Suzanne Hellmuth and Jock Reynolds
“Navigation”
Navigation, A Visual Theatre Performance by SUZANNE HELLMUTH and JOCK REYNOLDS, provided a bona fide contender for the type of reminiscences upon which performance art, by its temporary nature, must rely heavily for the creation of its own mythology. For about 25 minutes. Then, as do so many performance pieces, Navigation overworked a potentially good but rather single-minded idea (neatly encapsulated in the title, so there really weren’t any surprises) and, unlike the paintings it so often resembled, gave the weary viewer no chance to escape until the nearly ad nauseam, wavy end.
Navigation, accompanied by On the Other Ocean, appropriately watery music by David Behrman, proceeded without story line to demonstrate a sort of aquatic pilgrim’s progress, and succeeded in emerging without dramatic impact as well. A number of male and female persons in white sailor suits entered the stage from time to time, performed semi- or non-nautical dutiescoiling rope, walking the plank—and retreated.

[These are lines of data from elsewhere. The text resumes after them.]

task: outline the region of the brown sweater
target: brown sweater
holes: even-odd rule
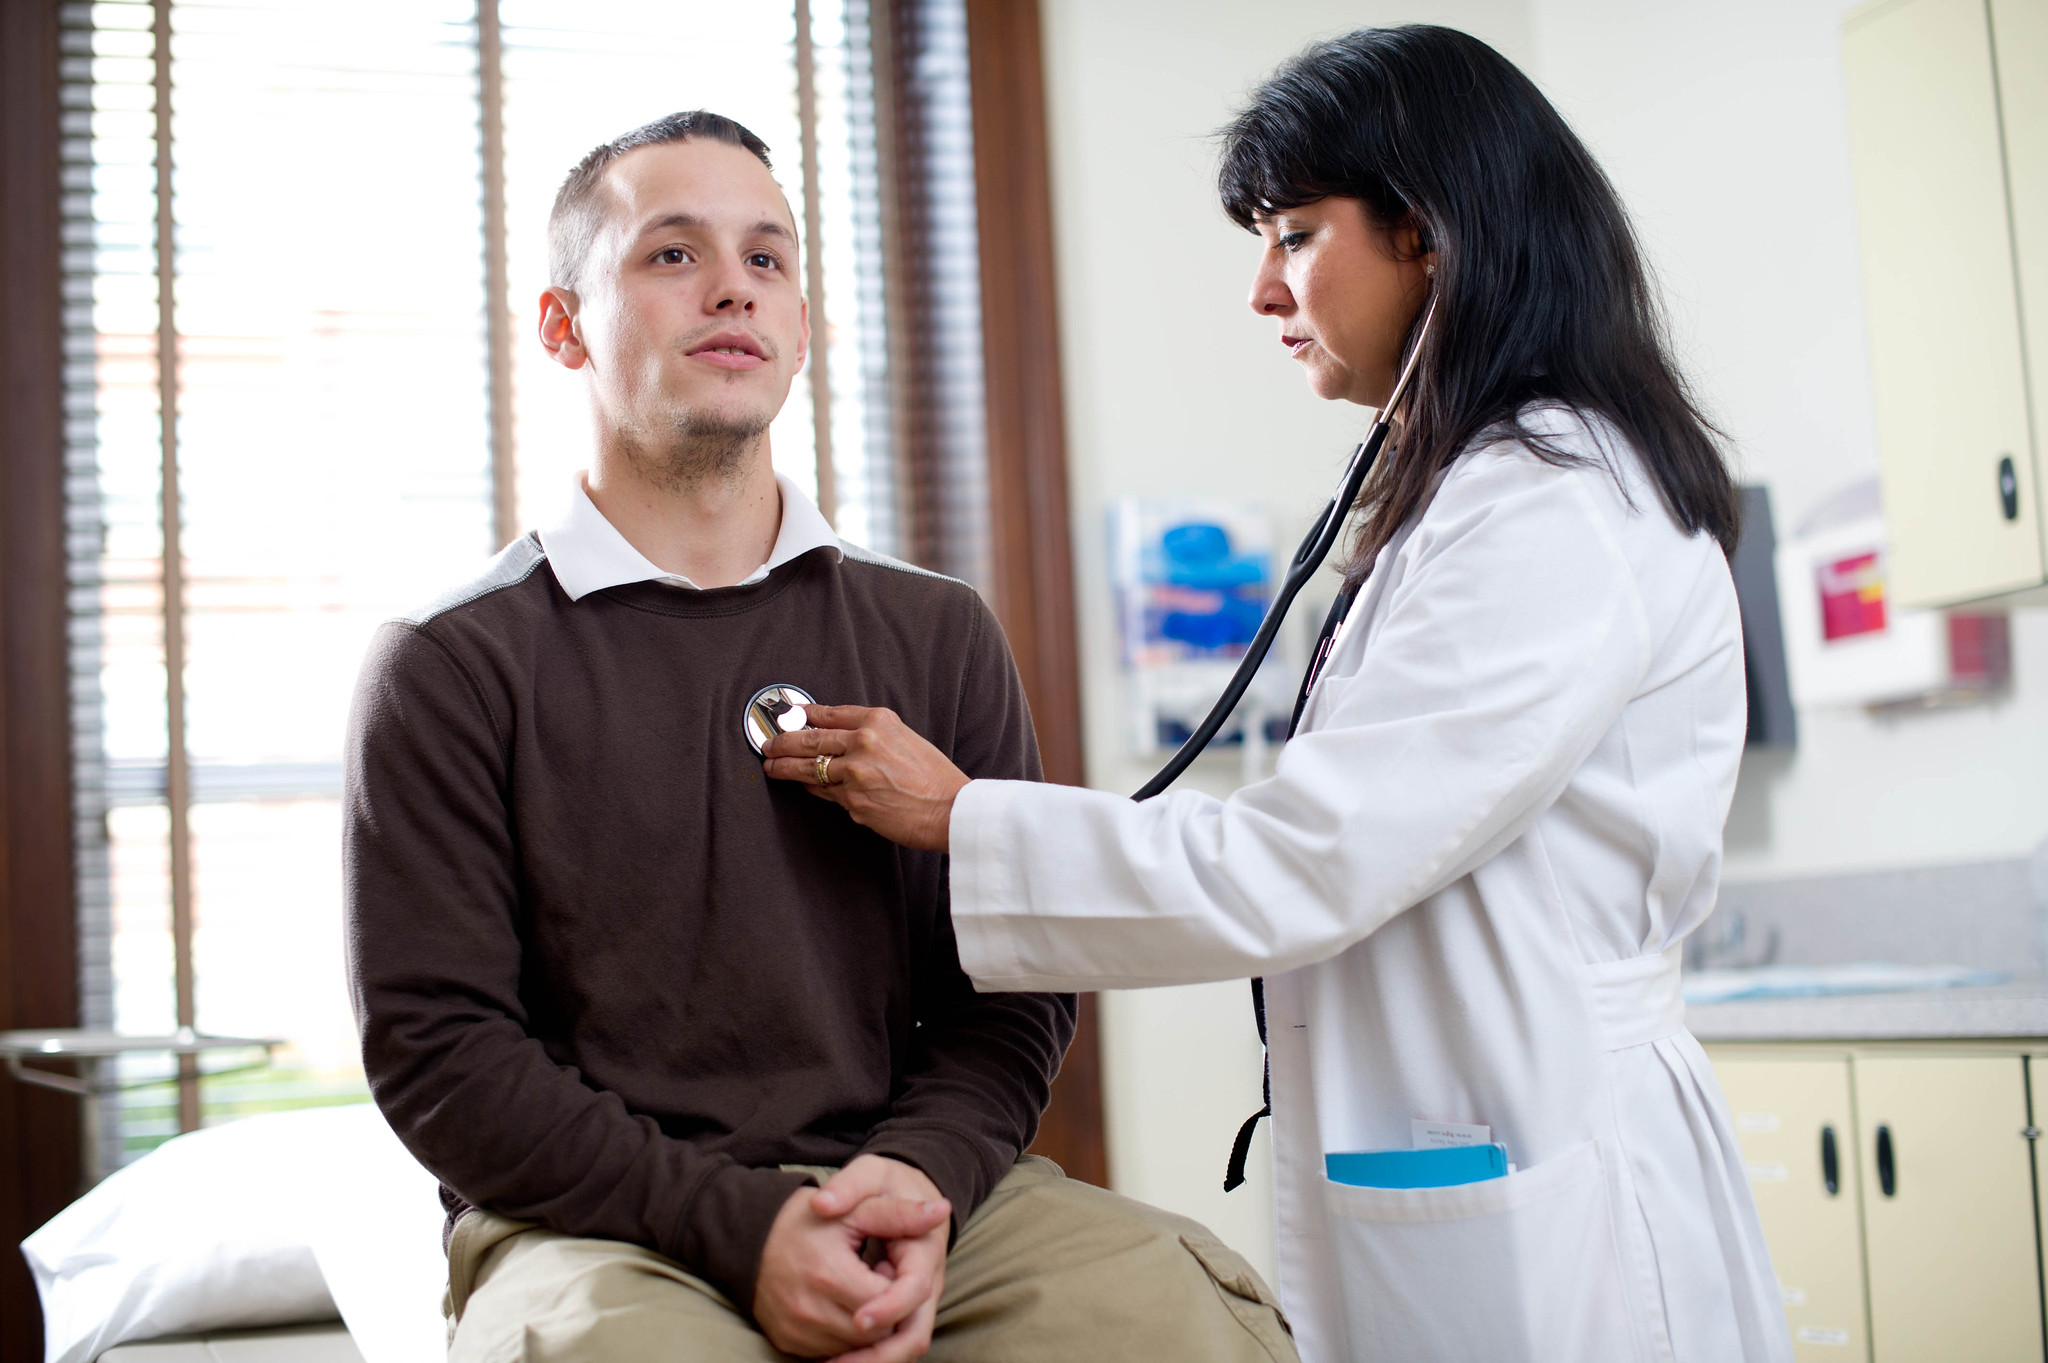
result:
[[[532,536],[378,634],[346,776],[364,1068],[451,1211],[652,1246],[742,1310],[804,1181],[778,1165],[903,1160],[957,1228],[1074,1026],[1071,997],[975,993],[942,856],[762,776],[740,716],[771,682],[1039,776],[962,583],[814,550],[571,601]]]

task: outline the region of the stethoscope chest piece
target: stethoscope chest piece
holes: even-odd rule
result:
[[[747,702],[747,713],[741,721],[746,730],[747,746],[761,753],[775,735],[793,734],[798,729],[810,728],[811,721],[804,715],[804,707],[816,704],[801,686],[776,682],[762,687]]]

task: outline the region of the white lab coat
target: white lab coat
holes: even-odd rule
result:
[[[976,781],[982,989],[1267,977],[1279,1288],[1308,1363],[1789,1360],[1726,1105],[1684,1029],[1744,733],[1720,549],[1611,434],[1467,452],[1381,555],[1270,780],[1133,804]],[[1518,1171],[1332,1184],[1480,1124]],[[1218,1151],[1219,1166],[1224,1152]]]

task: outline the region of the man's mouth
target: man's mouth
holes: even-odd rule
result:
[[[1287,353],[1298,360],[1301,358],[1301,352],[1307,350],[1315,342],[1306,336],[1282,336],[1280,344],[1286,346]]]
[[[737,331],[721,331],[714,336],[706,336],[685,353],[693,360],[702,360],[720,369],[759,369],[768,363],[766,347]]]

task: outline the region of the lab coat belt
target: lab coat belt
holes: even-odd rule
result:
[[[1625,961],[1586,966],[1593,1018],[1601,1044],[1627,1050],[1685,1029],[1685,996],[1679,990],[1681,948]]]

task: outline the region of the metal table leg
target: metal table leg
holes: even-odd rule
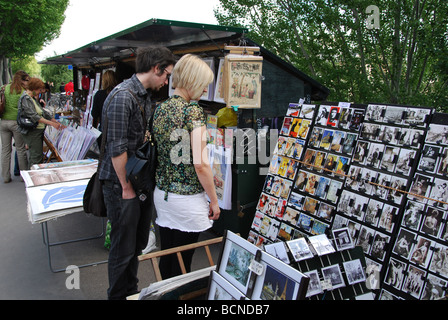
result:
[[[104,236],[104,219],[101,219],[101,234],[99,235],[94,235],[91,237],[85,237],[85,238],[79,238],[79,239],[73,239],[73,240],[66,240],[66,241],[59,241],[59,242],[50,242],[50,237],[49,237],[49,233],[48,233],[48,225],[47,225],[47,221],[42,222],[42,239],[43,242],[45,244],[45,246],[47,247],[47,253],[48,253],[48,265],[50,267],[50,270],[54,273],[56,272],[61,272],[61,271],[65,271],[65,268],[61,268],[61,269],[54,269],[53,265],[52,265],[52,260],[51,260],[51,247],[54,246],[60,246],[63,244],[67,244],[67,243],[74,243],[74,242],[80,242],[80,241],[86,241],[86,240],[94,240],[94,239],[98,239],[101,238],[102,236]],[[83,268],[83,267],[89,267],[89,266],[96,266],[98,264],[103,264],[103,263],[107,263],[107,260],[104,261],[98,261],[98,262],[92,262],[92,263],[88,263],[88,264],[83,264],[80,266],[77,266],[78,268]]]

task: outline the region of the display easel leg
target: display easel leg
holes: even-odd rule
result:
[[[80,242],[80,241],[99,239],[99,238],[104,236],[104,225],[105,224],[104,224],[104,219],[101,218],[101,233],[100,234],[94,235],[92,237],[79,238],[79,239],[73,239],[73,240],[59,241],[59,242],[51,243],[50,242],[49,233],[48,233],[48,224],[47,223],[48,223],[47,221],[44,221],[41,224],[41,226],[42,226],[42,239],[43,239],[43,242],[44,242],[45,246],[47,247],[48,265],[50,267],[50,270],[52,272],[54,272],[54,273],[65,271],[66,269],[65,268],[61,268],[61,269],[54,269],[53,268],[52,260],[51,260],[51,247],[60,246],[60,245],[63,245],[63,244],[68,244],[68,243],[75,243],[75,242]],[[83,264],[83,265],[79,265],[77,267],[78,268],[83,268],[83,267],[95,266],[95,265],[103,264],[103,263],[107,263],[107,260],[98,261],[98,262],[92,262],[92,263],[88,263],[88,264]]]

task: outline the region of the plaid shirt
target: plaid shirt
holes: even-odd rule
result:
[[[145,110],[144,121],[139,105]],[[107,96],[102,114],[103,129],[105,121],[108,123],[104,158],[99,168],[100,180],[119,182],[111,158],[124,152],[130,157],[143,144],[150,110],[151,95],[135,74]]]

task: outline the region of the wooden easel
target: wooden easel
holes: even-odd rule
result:
[[[162,281],[162,275],[160,273],[159,263],[157,261],[158,258],[160,258],[162,256],[170,255],[170,254],[176,254],[177,260],[179,261],[180,270],[182,271],[182,274],[186,274],[187,270],[185,269],[185,264],[182,259],[182,252],[187,251],[187,250],[196,249],[196,248],[204,248],[205,252],[207,254],[207,258],[208,258],[208,262],[209,262],[210,266],[214,266],[215,263],[213,262],[213,258],[212,258],[212,254],[210,252],[209,246],[212,244],[221,243],[222,239],[223,239],[223,237],[219,237],[219,238],[200,241],[197,243],[187,244],[185,246],[175,247],[175,248],[166,249],[166,250],[162,250],[162,251],[150,252],[147,254],[140,255],[138,257],[138,260],[144,261],[144,260],[151,259],[152,266],[154,268],[154,274],[156,276],[156,280]]]
[[[58,150],[54,147],[54,145],[44,136],[44,142],[47,145],[48,149],[51,151],[49,157],[46,157],[45,163],[49,163],[51,159],[55,159],[57,162],[62,162],[62,158],[58,153]]]

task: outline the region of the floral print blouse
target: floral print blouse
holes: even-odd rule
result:
[[[156,185],[165,191],[165,200],[168,192],[191,195],[204,191],[194,169],[190,144],[190,133],[201,126],[205,126],[202,108],[177,95],[154,112],[153,133],[158,152]]]

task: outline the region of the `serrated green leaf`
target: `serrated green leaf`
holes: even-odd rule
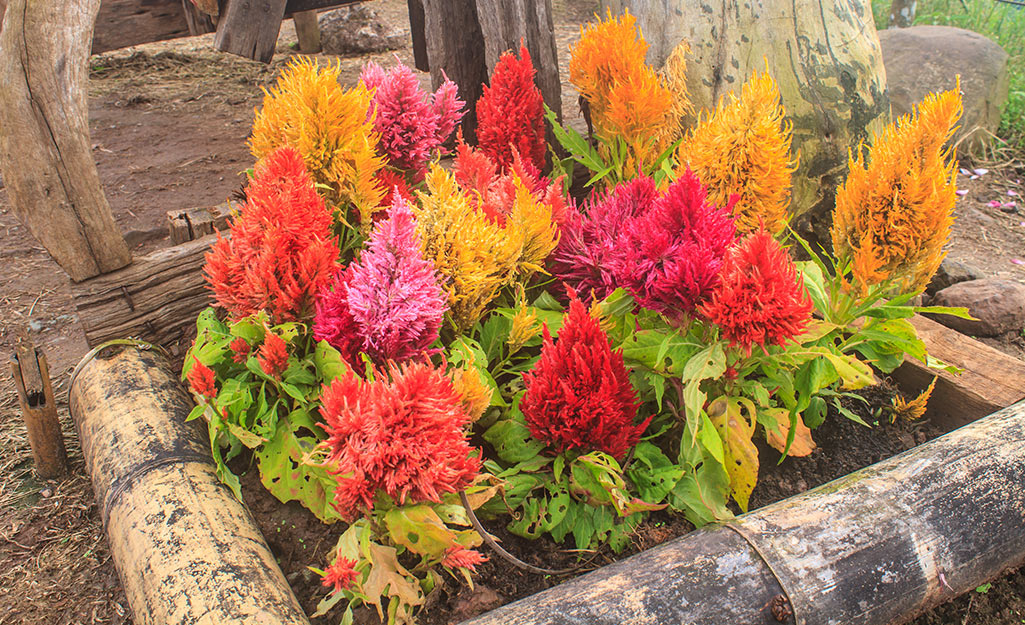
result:
[[[317,347],[313,350],[313,366],[324,384],[330,384],[349,372],[349,365],[342,360],[342,353],[327,341],[317,341]]]
[[[318,519],[341,518],[331,505],[337,483],[322,466],[304,463],[317,438],[309,413],[297,410],[282,419],[275,435],[255,452],[260,481],[282,503],[298,501]]]
[[[498,457],[506,462],[519,463],[537,456],[545,448],[535,440],[524,423],[503,419],[484,432],[484,440],[495,448]]]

The unique twist to Navigation is that Hellmuth and Reynolds used all the moving parts of the stage and not an inconsiderable battery of theatrical lighting devices continually to alter the performer’s environment and maintain the constant level of pitch and roll often encountered on the high seas. Gigantic, stage-wide shapes suggestive of a ship, rigging, nautical flags and other seaworthy items were perpetually raised and lowered like so many flying stage sets. Performers moved in and out among these obstacles, often with a rolling gait themselves, or, in extreme cases, being deposited on the floor from a moving sub-stage platform. The allusions to paintings were everywhere—to Winslow Homer’s Kissing the Moon, to the work of nearly any minimalist painter, to the color study arrangements of Josef Albers (especially in the last part when a large rectangle with two doorlike shapes descended into an environment of subtly chosen interrelated color choices). By that time the progression from aquatic protozoan world was complete and the right angled images resembled those of a structurally complex civilization. The performers deliberately failed to interact in the same way that George Tooker’s painted, cylindrical, overlighted figures fail to interact—they are kept apart by their own intensity and by their concentrated effort to move through the series of obstacles that define their lives. Behrman’s music, while not ill-chosen, faded into accompaniment, unable to compete with the visuals. The single humorous image, that of sailors jiggled about in the waves, produced uneasy laughter from the hushed audience.
Navigation wasn’t an unsuccessful piece. It was just too long. And, an old sailing buff has to mention itall the undulating stage sets in the world can’t conjure up a nautical environment when the portholes are square!